Feeds into home projects / future adventures:
- An altitude physiology unit using the pulse-and-symptoms log from the byway.
- A bristlecone / dendrochronology project (continued from Mount Goliath into the broader history of using tree rings for climate reconstruction).
- A Sand Creek / public-memorial project: how does a country mark, name, and remember atrocities? Comparison to Tulsa Race Massacre, Wounded Knee, etc.
- Future trip: White Mountains, CA β the world's oldest known bristlecone (~4,800 years). Conceptual sequel.
- A glacial-geomorphology unit using Summit Lake cirque as a model, extending to Rocky Mountain NP's larger cirques and arΓͺtes.
Open questions / still to research (Chris's side)
- Verify the 2026 timed-entry reservation policy and book ~30 days ahead for the chosen date. Reservation system has changed multiple times.
- Confirm current byway open/close dates for 2026 (snowpack-dependent β typically late May through Labor Day).
- Check forecast within 3 days of trip β thunderstorm risk, wind forecast at summit. Backup plan: St.
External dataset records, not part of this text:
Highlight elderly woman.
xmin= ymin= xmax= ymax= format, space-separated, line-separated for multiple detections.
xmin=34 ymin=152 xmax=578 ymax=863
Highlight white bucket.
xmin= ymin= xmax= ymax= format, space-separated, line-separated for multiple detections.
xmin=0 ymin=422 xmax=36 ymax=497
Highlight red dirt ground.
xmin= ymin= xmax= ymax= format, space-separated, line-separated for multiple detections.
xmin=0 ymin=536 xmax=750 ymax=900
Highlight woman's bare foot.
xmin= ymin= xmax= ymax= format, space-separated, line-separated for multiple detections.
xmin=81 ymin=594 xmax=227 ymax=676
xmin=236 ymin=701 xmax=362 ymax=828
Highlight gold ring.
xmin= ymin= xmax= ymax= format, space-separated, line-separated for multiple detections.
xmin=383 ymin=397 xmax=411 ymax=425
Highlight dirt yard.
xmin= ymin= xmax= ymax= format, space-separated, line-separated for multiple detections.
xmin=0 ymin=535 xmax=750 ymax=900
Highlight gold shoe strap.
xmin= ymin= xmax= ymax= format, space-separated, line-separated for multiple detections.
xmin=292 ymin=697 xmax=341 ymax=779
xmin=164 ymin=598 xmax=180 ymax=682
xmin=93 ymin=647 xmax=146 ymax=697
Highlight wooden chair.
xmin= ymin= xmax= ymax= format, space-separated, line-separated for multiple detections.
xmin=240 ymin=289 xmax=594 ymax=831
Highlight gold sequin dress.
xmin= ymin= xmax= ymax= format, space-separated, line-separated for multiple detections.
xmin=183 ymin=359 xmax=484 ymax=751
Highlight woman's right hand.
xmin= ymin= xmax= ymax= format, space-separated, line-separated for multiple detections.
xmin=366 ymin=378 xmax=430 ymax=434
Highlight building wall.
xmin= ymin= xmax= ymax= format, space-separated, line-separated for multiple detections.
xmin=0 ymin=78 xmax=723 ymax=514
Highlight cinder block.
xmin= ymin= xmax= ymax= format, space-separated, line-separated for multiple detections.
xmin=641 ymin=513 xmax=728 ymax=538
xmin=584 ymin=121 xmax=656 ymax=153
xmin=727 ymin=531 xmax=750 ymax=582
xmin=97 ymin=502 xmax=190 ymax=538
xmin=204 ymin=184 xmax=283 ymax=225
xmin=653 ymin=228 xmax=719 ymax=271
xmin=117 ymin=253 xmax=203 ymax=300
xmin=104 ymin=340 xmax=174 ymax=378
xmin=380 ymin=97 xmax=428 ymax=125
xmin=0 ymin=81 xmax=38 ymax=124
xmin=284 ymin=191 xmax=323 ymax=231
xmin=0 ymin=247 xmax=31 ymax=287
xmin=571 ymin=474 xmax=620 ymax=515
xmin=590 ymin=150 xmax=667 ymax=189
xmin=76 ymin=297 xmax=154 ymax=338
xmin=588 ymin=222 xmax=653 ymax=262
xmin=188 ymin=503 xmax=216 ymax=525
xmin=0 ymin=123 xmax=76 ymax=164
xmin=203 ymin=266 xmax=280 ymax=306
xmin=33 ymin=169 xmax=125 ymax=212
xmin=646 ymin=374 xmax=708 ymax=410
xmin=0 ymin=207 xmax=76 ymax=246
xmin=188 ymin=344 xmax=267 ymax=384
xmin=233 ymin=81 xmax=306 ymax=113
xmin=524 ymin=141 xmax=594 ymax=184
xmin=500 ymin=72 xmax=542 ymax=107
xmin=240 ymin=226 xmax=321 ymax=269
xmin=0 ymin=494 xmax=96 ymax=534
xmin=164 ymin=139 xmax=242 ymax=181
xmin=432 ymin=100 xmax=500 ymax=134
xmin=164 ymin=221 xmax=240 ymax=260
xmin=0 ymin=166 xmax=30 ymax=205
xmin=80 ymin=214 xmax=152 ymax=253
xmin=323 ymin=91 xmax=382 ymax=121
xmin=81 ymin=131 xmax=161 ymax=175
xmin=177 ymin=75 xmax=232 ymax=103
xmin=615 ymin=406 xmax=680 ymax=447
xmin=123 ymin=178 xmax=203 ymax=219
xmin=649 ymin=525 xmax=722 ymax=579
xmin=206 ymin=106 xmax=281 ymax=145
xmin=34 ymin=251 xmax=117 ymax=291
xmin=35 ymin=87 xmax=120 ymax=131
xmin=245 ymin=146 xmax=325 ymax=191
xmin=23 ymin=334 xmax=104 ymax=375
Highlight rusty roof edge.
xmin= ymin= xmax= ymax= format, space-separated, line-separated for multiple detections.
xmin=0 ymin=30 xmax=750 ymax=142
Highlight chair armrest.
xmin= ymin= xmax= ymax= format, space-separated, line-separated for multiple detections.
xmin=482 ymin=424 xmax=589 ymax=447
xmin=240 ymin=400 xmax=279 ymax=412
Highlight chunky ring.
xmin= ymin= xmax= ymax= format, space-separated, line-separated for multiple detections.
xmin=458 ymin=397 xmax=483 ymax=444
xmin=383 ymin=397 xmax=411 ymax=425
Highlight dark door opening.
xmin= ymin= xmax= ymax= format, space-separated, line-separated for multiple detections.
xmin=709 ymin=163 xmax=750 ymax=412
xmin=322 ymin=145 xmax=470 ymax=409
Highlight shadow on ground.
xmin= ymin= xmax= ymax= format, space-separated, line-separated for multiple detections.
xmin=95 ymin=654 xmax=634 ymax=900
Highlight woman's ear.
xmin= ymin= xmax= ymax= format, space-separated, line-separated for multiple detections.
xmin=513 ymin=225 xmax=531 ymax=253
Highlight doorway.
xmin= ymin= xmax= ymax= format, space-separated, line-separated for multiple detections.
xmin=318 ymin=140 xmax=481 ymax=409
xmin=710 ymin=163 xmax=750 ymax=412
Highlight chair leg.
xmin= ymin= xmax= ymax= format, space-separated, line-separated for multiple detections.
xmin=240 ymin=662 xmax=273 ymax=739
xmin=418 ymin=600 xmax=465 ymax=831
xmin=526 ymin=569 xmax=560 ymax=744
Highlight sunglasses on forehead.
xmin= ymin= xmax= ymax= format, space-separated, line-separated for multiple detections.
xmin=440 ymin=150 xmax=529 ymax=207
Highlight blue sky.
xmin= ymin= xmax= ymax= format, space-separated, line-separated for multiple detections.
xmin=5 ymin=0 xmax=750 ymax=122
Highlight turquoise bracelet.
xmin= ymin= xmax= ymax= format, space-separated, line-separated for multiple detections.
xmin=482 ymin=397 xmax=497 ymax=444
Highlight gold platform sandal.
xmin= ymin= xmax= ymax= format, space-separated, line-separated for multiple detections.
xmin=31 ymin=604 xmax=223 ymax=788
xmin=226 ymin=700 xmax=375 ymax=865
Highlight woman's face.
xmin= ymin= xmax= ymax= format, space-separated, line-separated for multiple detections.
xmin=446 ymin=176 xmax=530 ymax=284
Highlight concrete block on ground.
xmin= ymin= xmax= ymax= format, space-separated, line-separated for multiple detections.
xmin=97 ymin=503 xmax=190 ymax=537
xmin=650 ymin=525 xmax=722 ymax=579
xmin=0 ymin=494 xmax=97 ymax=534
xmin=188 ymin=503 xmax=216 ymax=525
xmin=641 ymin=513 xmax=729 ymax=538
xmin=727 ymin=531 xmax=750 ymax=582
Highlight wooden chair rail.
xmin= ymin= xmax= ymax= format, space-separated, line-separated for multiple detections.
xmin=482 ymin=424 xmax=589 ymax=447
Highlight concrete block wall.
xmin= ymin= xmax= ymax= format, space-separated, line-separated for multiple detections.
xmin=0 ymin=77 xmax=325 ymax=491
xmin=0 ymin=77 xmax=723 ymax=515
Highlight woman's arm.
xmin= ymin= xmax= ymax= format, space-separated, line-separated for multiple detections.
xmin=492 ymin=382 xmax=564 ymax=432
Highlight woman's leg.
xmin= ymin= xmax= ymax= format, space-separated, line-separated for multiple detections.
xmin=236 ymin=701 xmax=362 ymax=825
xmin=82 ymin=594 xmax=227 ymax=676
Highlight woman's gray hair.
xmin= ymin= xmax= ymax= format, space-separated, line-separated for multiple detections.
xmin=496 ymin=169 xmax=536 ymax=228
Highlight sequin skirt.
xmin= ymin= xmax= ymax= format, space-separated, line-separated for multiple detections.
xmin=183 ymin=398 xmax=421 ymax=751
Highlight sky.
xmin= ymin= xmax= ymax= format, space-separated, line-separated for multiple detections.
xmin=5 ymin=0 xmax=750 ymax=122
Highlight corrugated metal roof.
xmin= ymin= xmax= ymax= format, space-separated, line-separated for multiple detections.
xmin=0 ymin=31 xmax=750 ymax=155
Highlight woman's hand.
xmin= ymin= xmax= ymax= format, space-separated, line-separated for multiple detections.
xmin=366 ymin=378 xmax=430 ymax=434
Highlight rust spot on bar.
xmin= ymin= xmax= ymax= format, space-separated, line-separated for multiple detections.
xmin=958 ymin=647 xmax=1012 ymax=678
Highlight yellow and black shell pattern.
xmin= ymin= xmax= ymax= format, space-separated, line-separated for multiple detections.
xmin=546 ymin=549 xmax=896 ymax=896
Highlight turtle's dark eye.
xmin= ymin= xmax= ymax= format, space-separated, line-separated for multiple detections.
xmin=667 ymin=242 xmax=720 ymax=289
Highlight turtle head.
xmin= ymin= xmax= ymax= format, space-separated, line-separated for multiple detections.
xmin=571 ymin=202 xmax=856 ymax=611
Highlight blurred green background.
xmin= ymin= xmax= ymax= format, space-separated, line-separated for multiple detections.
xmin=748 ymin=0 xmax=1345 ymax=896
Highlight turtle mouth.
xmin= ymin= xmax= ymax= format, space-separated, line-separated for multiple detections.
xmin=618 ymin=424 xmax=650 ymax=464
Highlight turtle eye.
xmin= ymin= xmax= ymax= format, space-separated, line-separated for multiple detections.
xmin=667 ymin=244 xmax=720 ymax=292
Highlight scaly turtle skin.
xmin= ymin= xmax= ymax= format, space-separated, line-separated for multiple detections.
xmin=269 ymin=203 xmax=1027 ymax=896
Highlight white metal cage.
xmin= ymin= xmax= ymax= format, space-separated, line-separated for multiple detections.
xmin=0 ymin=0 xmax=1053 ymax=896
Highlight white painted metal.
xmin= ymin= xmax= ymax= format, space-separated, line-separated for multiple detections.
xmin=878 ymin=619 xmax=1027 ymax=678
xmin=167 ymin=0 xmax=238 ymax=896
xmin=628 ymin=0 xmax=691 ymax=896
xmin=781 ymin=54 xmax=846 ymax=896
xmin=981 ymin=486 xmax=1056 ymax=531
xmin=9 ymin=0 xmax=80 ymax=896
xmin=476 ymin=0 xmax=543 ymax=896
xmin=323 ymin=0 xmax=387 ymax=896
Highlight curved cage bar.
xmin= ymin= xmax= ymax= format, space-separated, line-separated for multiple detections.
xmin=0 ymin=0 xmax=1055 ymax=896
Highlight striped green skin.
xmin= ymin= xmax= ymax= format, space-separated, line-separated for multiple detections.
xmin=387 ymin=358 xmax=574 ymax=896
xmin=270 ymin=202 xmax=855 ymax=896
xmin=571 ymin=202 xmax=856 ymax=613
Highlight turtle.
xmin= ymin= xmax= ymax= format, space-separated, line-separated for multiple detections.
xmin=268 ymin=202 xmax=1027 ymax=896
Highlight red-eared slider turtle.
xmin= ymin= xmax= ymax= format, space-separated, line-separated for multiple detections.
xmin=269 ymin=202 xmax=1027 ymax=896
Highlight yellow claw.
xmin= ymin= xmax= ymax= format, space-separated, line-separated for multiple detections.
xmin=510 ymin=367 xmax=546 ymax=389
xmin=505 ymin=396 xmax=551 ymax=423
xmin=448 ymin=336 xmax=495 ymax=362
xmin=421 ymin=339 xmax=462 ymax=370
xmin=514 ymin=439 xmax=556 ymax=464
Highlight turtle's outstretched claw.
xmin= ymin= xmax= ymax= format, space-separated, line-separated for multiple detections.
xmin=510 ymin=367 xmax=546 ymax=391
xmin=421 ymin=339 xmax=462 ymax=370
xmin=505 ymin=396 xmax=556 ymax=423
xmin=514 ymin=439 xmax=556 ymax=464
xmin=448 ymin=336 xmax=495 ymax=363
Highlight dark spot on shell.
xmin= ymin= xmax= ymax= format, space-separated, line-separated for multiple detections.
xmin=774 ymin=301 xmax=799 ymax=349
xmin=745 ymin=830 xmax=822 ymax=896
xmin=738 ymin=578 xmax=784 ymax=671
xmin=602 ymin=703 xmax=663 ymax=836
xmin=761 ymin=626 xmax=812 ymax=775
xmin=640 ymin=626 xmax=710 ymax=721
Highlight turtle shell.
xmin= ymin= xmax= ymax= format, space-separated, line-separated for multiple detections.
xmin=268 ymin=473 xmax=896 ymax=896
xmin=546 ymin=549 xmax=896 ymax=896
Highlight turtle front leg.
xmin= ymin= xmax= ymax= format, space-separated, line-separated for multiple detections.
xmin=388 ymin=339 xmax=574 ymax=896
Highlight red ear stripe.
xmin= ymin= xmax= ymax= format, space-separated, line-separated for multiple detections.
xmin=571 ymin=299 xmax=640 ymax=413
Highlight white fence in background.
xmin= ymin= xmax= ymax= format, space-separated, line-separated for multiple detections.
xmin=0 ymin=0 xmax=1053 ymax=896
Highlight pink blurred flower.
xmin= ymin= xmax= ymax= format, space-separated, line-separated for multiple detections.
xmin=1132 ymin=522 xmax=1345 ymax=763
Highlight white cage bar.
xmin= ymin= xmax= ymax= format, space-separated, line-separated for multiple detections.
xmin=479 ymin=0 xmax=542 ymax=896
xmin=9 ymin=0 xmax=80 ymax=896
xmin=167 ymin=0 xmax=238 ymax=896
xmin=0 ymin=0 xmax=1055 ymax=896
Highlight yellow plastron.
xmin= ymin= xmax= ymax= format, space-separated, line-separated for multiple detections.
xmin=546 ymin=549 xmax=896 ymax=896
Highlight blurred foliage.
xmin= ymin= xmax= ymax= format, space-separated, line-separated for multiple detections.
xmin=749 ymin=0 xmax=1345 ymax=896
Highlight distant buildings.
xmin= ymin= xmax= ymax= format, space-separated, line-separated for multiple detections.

Mary's Glacier or Mount Goliath only.
- Plan the acclimation curve: 2+ nights at Denver elevation (5,280 ft), ideally one stop at Red Rocks (6,400 ft) or Dinosaur Ridge (6,000 ft) before the byway. Avoid scheduling this on day 1 or day 2 from Austin.
- Pre-trip reading list for Maxine on the renaming + Sand Creek: Kelman's A Misplaced Massacre (assign at least the first chapter), Soule's letter, the 2023 BGN decision.
- Decide whether to add Sand Creek Massacre NHS on the same Colorado trip (3.5 hr drive SE) or save it as a follow-up trip.
- Decide whether to add the Argo Mine Tour in Idaho Springs (industrial-history option).
- Confirm Echo Lake Lodge open status for our date (operations have been intermittent in recent years).
- Pack diamox? Discuss with pediatrician if Maxine has any history of high-altitude symptoms.